FRANÇOISE CHOMBAR. J’ai eu beaucoup de réactions agressives et négatives à ce sujet, ce qui m’a choquée, mais aussi des réactions incroyablement positives. De nombreuses personnes m’ont répondu: “Vous dites ce que nous pensons, mais nous ne transmettons pas nos idées aux décideurs politiques”. Il y avait un courant sous-jacent d’universitaires, d’ingénieurs, de chefs d’entreprise, et j’en passe, qui n’étaient pas entendus par notre gouvernement. Ces personnes ont dû tirer très fort sur ma manche, parce qu’elles voulaient que je lance une initiative citoyenne. Finalement, ce sont les PME de Flandre-Occidentale qui m’ont convaincue.

L’industrie manufacturière de Flandre-Occidentale a étédurement touchée par la crise énergétique. Vous avez des racines ouest-flandriennes, puisque vous êtes née à Menin et avez grandi à Wevelgem.

Nous nous sommes rendu compte que nous étions en train de conduire notre économie vers l’abîme. J’ai alors parlé à tous ceux qui voulaient nous parler. Nous sommes partis à la recherche de faits, de données scientifiques. Nous voulions rester loin de l’idéologie ou de la politique. Nous avons dressé la liste des questions épineuses qu’il fallait poser, des éléments nouveaux qu’il fallait faire émerger. Nous ne voulions vilipender personne et souhaitions contribuer au débat de manière constructive. Nous avons tout compilé entre Noël et le Nouvel An et notre site web keepthelightson.be a été mis en ligne le 17 février 2022.

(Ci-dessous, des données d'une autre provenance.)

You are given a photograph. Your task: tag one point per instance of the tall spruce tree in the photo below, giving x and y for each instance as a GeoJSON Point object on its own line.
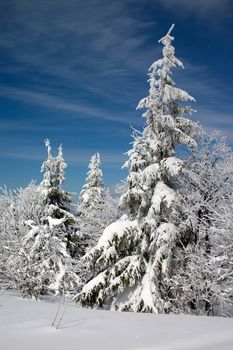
{"type": "Point", "coordinates": [93, 191]}
{"type": "Point", "coordinates": [96, 208]}
{"type": "Point", "coordinates": [134, 259]}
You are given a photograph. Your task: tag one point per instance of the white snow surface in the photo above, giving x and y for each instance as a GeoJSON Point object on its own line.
{"type": "Point", "coordinates": [27, 324]}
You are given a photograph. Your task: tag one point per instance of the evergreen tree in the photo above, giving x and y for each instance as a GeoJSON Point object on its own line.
{"type": "Point", "coordinates": [97, 209]}
{"type": "Point", "coordinates": [93, 191]}
{"type": "Point", "coordinates": [44, 237]}
{"type": "Point", "coordinates": [135, 258]}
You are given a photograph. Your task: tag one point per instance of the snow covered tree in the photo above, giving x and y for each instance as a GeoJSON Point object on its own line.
{"type": "Point", "coordinates": [54, 176]}
{"type": "Point", "coordinates": [96, 208]}
{"type": "Point", "coordinates": [42, 235]}
{"type": "Point", "coordinates": [135, 258]}
{"type": "Point", "coordinates": [202, 283]}
{"type": "Point", "coordinates": [93, 191]}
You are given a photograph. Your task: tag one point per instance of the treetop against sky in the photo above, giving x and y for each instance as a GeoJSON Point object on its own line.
{"type": "Point", "coordinates": [74, 71]}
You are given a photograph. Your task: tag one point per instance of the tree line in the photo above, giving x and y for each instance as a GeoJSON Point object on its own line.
{"type": "Point", "coordinates": [163, 244]}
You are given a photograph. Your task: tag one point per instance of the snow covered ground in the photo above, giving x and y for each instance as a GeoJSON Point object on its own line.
{"type": "Point", "coordinates": [26, 324]}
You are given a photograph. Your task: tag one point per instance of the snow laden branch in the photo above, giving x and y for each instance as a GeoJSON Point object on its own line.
{"type": "Point", "coordinates": [132, 267]}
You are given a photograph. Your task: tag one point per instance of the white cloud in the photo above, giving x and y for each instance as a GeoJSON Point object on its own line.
{"type": "Point", "coordinates": [201, 8]}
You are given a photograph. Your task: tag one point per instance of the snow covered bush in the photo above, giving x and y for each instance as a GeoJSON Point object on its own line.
{"type": "Point", "coordinates": [203, 283]}
{"type": "Point", "coordinates": [135, 258]}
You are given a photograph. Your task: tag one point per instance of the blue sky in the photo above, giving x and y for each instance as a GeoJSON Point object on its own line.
{"type": "Point", "coordinates": [73, 71]}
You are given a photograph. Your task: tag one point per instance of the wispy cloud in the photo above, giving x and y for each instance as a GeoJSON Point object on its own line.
{"type": "Point", "coordinates": [201, 8]}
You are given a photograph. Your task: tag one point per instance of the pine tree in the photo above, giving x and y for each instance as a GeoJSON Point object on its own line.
{"type": "Point", "coordinates": [93, 191]}
{"type": "Point", "coordinates": [54, 176]}
{"type": "Point", "coordinates": [45, 235]}
{"type": "Point", "coordinates": [135, 258]}
{"type": "Point", "coordinates": [96, 208]}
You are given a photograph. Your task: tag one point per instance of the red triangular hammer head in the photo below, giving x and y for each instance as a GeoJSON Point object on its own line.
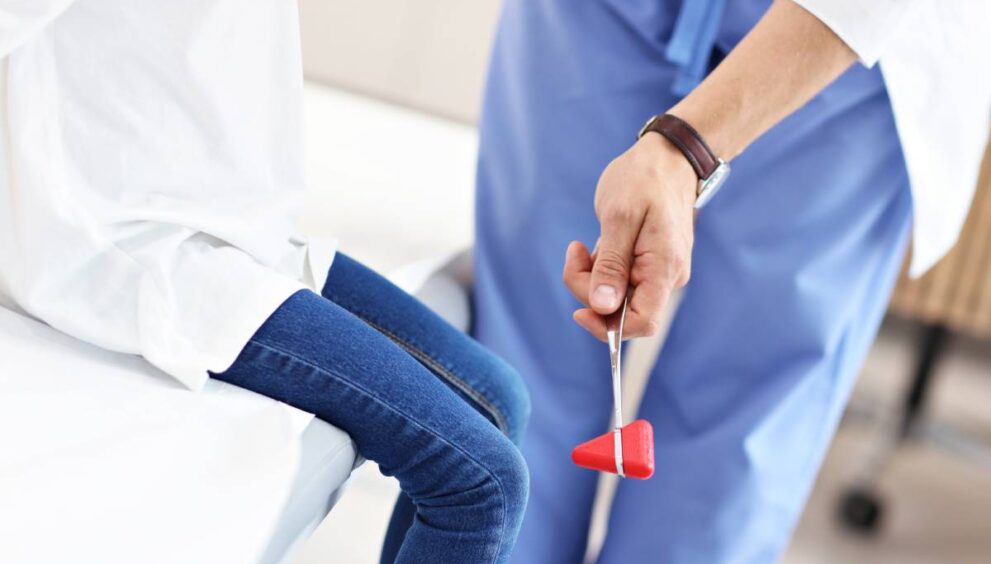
{"type": "Point", "coordinates": [638, 451]}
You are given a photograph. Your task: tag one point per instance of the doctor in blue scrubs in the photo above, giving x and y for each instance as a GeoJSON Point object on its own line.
{"type": "Point", "coordinates": [791, 256]}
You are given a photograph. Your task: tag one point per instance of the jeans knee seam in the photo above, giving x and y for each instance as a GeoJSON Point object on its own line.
{"type": "Point", "coordinates": [343, 380]}
{"type": "Point", "coordinates": [437, 367]}
{"type": "Point", "coordinates": [443, 372]}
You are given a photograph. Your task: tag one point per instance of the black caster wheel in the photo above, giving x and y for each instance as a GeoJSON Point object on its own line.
{"type": "Point", "coordinates": [860, 511]}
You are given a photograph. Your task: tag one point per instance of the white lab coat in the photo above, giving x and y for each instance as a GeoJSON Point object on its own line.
{"type": "Point", "coordinates": [151, 172]}
{"type": "Point", "coordinates": [150, 158]}
{"type": "Point", "coordinates": [935, 57]}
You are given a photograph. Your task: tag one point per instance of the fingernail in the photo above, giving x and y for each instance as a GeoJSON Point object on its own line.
{"type": "Point", "coordinates": [604, 297]}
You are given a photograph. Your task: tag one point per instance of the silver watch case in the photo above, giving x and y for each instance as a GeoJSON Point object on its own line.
{"type": "Point", "coordinates": [708, 187]}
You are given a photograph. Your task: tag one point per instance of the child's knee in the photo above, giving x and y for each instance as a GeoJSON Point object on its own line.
{"type": "Point", "coordinates": [509, 469]}
{"type": "Point", "coordinates": [509, 394]}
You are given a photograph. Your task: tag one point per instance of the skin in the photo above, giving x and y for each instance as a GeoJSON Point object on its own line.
{"type": "Point", "coordinates": [644, 198]}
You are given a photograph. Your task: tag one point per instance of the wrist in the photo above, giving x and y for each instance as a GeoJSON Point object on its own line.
{"type": "Point", "coordinates": [713, 126]}
{"type": "Point", "coordinates": [669, 165]}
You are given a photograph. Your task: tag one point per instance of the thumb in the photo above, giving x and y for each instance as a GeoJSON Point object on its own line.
{"type": "Point", "coordinates": [611, 271]}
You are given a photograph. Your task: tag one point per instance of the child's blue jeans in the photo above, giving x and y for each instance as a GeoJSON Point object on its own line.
{"type": "Point", "coordinates": [428, 404]}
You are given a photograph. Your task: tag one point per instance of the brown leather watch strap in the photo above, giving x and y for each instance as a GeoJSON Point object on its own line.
{"type": "Point", "coordinates": [688, 141]}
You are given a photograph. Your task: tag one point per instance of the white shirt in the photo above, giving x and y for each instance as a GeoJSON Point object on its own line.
{"type": "Point", "coordinates": [935, 56]}
{"type": "Point", "coordinates": [151, 173]}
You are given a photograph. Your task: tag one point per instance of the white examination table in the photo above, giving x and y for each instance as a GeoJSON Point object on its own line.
{"type": "Point", "coordinates": [104, 459]}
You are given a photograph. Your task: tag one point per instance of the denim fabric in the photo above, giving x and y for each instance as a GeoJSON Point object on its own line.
{"type": "Point", "coordinates": [428, 404]}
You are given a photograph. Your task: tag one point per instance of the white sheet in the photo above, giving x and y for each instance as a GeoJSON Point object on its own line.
{"type": "Point", "coordinates": [103, 459]}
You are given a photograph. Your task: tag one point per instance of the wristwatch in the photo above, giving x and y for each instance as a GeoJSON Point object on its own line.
{"type": "Point", "coordinates": [711, 170]}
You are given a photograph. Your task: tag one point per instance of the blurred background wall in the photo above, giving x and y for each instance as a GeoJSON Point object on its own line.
{"type": "Point", "coordinates": [427, 54]}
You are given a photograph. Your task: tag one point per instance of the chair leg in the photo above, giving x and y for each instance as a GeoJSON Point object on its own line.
{"type": "Point", "coordinates": [933, 343]}
{"type": "Point", "coordinates": [861, 507]}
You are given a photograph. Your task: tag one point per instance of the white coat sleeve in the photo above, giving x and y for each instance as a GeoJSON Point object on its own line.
{"type": "Point", "coordinates": [864, 25]}
{"type": "Point", "coordinates": [21, 19]}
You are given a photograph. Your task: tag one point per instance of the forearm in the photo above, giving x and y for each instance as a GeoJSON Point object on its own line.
{"type": "Point", "coordinates": [785, 60]}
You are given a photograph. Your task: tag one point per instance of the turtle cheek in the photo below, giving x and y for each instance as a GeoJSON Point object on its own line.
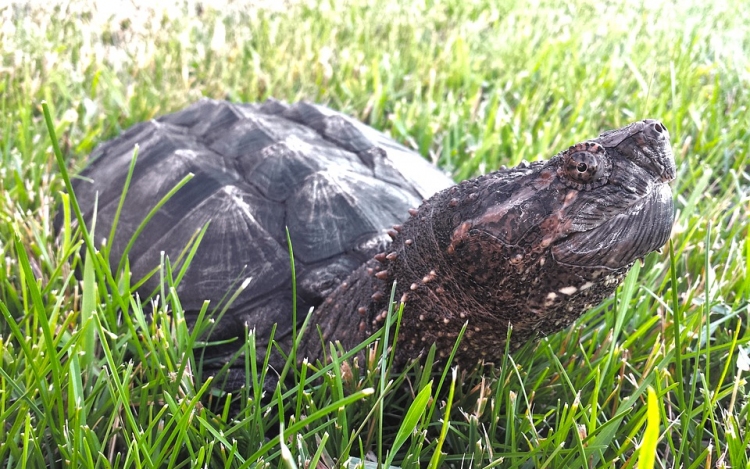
{"type": "Point", "coordinates": [625, 237]}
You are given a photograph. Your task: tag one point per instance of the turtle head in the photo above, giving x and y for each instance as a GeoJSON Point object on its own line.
{"type": "Point", "coordinates": [600, 204]}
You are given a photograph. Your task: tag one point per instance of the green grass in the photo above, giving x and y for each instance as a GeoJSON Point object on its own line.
{"type": "Point", "coordinates": [87, 380]}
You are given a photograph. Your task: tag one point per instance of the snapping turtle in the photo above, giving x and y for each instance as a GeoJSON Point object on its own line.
{"type": "Point", "coordinates": [533, 246]}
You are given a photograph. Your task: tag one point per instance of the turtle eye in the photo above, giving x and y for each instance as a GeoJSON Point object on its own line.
{"type": "Point", "coordinates": [585, 166]}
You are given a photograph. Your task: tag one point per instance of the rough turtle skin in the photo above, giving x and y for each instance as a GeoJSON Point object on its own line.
{"type": "Point", "coordinates": [532, 247]}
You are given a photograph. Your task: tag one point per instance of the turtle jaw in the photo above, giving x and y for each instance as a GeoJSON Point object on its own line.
{"type": "Point", "coordinates": [622, 239]}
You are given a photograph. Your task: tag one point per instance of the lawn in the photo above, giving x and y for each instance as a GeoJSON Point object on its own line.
{"type": "Point", "coordinates": [87, 380]}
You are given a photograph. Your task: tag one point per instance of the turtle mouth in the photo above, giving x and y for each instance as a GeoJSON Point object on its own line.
{"type": "Point", "coordinates": [629, 235]}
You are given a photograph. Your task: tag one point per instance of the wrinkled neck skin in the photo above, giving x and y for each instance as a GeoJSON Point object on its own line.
{"type": "Point", "coordinates": [531, 247]}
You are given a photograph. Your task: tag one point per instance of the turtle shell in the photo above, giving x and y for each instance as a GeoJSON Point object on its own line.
{"type": "Point", "coordinates": [336, 184]}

L’une de ces questions épineuses était de savoir si l’impact de l’électrification sur le réseau n’avait pas été sous-estimé par Elia. Les conclusions tirées en France et aux Pays-Bas sont très différentes de celles tirées en Belgique. Entre-temps, le gestionnaire de réseau a réalisé une nouvelle étude et ajusté les estimations. Mais en 2022, les journaux continuaient à dire que nous ne savions pas de quoi nous parlions.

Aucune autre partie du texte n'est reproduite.